Decisões judiciais sobre responsabilidade solidária em áreas contaminadas

Mário Marcelino, Dr.

9/26/20256 min read

Introdução e apresentação do tema

A responsabilidade por danos ambientais em áreas contaminadas é tema central do direito ambiental brasileiro e tem grande impacto prático sobre proprietários, sucessores, ocupantes, investidores e empresas. As normas e a jurisprudência pátrias consolidaram o entendimento de que a responsabilidade é, via de regra, objetiva (independe de culpa) e solidária entre os agentes que se beneficiaram ou contribuíram para a atividade poluidora — alcançando, em muitos casos, o causador, o proprietário, o possuidor e até sucessores. Este texto explica o marco normativo federal e paulista, resume decisões judiciais relevantes e apresenta recomendações práticas para empresários e investidores. Planalto+1

Conceituação, normas e legislação (federal e Estado de São Paulo)

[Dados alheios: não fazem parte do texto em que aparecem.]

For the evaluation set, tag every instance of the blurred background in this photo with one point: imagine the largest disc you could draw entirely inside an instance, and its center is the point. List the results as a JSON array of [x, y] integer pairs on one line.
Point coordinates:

Conceituação básica. “Área contaminada” é local onde há concentração anormal de substâncias químicas ou resíduos capaz de causar risco à saúde humana ou ao meio ambiente; o gerenciamento inclui identificação, investigação, remediação e monitoramento. A responsabilidade por danos ambientais costuma ser tratada como objetiva e, em muitos casos, propter rem (vinculada à coisa/imóvel), o que permite atingir sucessores e possuidores.

Legislação federal relevante.

  • Lei n.º 6.938/1981 (Política Nacional do Meio Ambiente) — princípios e regras gerais, incluindo o princípio do poluidor-pagador.

  • Resolução CONAMA nº 420/2009 — dispõe sobre critérios e procedimentos para gerenciamento de áreas contaminadas (classificação, investigação, valores orientadores de qualidade do solo, cadastro). A resolução é referência técnica para órgãos ambientais e para ações de remediação.

  • Normas correlatas: Política Nacional de Resíduos Sólidos (Lei 12.305/2010) e regras setoriais (portarias do Ministério da Saúde sobre qualidade de água/solo, entre outras).

Legislação e normatização do Estado de São Paulo.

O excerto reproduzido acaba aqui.